El recuerdo de mis sueños me reanimó, y creí que me devolvían la confianza en mí. ¿Qué estaba haciendo con esta mujer insaciable, arrodillada en el suelo ante un altar? Temí que sus sufrimientos hubieran dañado su mente. Cierto, sólo unos momentos antes, me habían afectado a mí, cuando sentía la ilusión de desearla.

– Debes perdonarme -dije, mientras me levantaba-. No puedo casarme contigo. Te lo he dicho ya antes. Estoy decidido a casarme con otra persona, cualquiera que sea.

– Pero yo te he esperado siempre -sollozó-. La casa y yo estamos esperando. Tú nos has hecho como somos. Sin ti estamos vacías.

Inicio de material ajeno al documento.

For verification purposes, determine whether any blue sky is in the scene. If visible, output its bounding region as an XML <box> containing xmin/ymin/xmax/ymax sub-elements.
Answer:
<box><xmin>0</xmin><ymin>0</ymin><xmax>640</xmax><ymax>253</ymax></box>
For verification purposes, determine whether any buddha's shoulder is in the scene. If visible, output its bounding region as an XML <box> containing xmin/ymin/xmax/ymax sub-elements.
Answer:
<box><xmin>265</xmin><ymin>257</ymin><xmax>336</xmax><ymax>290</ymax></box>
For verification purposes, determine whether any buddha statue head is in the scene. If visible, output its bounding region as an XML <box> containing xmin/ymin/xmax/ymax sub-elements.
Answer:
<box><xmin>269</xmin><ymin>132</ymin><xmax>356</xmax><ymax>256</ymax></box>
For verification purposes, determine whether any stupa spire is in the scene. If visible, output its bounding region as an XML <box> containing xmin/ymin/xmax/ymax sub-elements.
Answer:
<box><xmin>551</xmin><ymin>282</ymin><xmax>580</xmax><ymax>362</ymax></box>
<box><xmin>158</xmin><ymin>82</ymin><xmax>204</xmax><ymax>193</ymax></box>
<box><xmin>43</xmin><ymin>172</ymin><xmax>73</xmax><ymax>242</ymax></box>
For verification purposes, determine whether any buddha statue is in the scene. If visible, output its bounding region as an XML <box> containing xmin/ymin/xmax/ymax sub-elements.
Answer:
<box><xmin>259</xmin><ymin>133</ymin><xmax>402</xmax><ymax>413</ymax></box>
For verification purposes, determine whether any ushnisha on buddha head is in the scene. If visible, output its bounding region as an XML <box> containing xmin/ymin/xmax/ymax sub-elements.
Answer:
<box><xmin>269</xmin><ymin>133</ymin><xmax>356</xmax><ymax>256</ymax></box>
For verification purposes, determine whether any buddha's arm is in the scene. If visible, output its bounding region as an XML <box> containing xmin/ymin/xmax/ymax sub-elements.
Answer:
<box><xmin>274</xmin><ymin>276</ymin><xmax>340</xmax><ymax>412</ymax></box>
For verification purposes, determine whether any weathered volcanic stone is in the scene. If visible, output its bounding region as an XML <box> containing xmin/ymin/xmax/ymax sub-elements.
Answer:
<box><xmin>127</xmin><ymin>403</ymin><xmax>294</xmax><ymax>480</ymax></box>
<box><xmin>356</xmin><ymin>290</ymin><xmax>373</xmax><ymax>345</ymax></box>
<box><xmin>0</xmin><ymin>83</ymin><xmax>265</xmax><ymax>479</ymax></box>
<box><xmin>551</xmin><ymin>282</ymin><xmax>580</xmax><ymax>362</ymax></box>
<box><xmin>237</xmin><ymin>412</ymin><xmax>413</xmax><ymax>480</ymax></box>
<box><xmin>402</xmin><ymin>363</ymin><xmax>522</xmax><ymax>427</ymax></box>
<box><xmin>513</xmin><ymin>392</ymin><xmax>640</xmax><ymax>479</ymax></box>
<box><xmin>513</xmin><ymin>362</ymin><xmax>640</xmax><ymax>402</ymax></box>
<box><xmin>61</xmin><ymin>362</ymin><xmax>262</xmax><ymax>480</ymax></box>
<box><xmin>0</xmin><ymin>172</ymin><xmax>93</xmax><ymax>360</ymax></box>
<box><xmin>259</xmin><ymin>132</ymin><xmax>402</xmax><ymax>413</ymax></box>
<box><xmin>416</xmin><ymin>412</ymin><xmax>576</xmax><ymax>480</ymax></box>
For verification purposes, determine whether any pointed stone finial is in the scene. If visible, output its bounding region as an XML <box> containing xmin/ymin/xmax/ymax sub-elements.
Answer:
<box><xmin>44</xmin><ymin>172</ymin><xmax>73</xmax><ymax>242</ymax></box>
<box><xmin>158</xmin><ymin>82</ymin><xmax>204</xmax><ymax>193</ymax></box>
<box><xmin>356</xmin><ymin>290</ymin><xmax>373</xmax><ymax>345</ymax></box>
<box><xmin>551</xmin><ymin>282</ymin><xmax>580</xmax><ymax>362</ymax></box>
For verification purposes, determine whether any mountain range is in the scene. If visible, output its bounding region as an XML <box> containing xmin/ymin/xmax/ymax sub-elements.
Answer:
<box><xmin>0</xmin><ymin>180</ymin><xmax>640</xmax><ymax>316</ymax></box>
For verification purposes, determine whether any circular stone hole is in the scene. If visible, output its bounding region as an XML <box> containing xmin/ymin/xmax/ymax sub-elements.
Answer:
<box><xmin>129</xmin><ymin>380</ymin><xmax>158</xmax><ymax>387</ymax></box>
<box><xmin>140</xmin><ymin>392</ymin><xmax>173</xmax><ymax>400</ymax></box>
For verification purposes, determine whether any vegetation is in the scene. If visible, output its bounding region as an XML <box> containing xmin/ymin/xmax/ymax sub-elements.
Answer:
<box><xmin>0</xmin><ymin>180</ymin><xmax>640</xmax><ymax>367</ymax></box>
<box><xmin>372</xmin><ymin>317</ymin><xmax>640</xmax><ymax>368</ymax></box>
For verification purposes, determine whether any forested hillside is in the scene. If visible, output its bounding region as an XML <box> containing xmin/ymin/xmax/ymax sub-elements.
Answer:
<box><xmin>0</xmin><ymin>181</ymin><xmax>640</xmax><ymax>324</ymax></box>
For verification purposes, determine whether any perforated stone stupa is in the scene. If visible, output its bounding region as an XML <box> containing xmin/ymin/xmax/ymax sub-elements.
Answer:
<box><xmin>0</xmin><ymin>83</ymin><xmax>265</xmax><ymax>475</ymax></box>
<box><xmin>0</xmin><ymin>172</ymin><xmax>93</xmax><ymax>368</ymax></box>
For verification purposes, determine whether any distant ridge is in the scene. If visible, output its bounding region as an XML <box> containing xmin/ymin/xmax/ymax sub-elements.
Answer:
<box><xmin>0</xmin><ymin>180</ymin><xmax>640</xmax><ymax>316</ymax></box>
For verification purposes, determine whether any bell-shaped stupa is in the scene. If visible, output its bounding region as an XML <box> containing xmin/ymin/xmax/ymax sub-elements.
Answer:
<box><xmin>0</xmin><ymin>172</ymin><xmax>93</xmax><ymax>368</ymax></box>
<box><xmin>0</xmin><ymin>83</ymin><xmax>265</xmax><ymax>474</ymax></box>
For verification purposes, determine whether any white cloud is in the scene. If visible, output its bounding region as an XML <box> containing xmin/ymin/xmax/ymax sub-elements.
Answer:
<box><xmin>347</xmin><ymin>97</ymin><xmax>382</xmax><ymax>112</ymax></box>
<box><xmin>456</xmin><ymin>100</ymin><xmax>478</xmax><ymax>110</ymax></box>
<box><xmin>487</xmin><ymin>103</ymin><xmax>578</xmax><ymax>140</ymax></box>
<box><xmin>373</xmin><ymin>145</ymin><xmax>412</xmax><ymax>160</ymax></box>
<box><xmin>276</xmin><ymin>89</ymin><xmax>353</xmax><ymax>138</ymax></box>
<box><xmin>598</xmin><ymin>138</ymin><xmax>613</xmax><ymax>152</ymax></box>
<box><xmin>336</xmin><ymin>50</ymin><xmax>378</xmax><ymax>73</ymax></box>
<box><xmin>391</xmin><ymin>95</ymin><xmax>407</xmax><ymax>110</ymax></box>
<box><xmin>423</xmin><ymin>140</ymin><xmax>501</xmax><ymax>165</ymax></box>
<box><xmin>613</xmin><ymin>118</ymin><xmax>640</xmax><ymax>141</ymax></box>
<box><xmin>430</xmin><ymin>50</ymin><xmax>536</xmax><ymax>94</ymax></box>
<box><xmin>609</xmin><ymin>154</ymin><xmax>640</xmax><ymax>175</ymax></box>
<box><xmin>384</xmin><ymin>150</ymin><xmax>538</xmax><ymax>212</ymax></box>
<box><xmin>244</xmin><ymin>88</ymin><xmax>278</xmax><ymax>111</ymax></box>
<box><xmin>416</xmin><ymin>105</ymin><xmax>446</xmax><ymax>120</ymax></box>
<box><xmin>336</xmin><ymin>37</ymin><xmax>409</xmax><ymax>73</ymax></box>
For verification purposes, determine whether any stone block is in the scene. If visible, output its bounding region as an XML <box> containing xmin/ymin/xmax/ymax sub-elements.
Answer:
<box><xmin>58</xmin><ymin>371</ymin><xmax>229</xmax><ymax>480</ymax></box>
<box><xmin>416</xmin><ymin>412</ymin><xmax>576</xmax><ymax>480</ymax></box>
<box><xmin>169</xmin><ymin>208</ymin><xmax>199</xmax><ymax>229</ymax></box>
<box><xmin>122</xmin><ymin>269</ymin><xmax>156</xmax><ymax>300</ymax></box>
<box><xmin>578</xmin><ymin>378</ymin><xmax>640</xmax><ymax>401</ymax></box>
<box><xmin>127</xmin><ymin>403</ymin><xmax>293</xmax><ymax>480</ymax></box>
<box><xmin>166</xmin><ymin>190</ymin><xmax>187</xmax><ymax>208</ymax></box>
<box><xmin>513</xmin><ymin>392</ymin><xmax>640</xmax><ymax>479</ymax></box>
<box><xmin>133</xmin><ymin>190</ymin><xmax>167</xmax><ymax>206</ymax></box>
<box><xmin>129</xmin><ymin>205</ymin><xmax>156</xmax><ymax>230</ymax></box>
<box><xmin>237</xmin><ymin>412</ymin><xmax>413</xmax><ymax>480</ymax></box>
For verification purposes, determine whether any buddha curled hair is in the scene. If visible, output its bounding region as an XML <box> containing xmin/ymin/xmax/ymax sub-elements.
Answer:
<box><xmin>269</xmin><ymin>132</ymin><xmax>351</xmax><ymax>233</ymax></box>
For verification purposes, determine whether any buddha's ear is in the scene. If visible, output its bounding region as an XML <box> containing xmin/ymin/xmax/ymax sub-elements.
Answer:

– No, no -grité, alejándome-. Debes estar en paz. No debes perseguirme más. No puedo ayudarte.

– No te vayas -dijo.

Era extraño que no hubiera pensado hasta entonces en irme, que no me hubiera considerado capaz de hacerlo. En aquel momento, me di cuenta de que podía marcharme, de que era libre, libre para moverme, siempre y cuando reconociera ante mí mismo que estaba huyendo.

¿Sólo nos movemos cuando alguien nos persigue? ¿Todo movimiento es una huida? Cuando abandoné la casa que había regalado a Frau Anders, y a la enojada mujer que permanecía dentro, me pareció que antes nunca había corrido, que nunca en mi vida, hasta ese momento, había dado un paseo.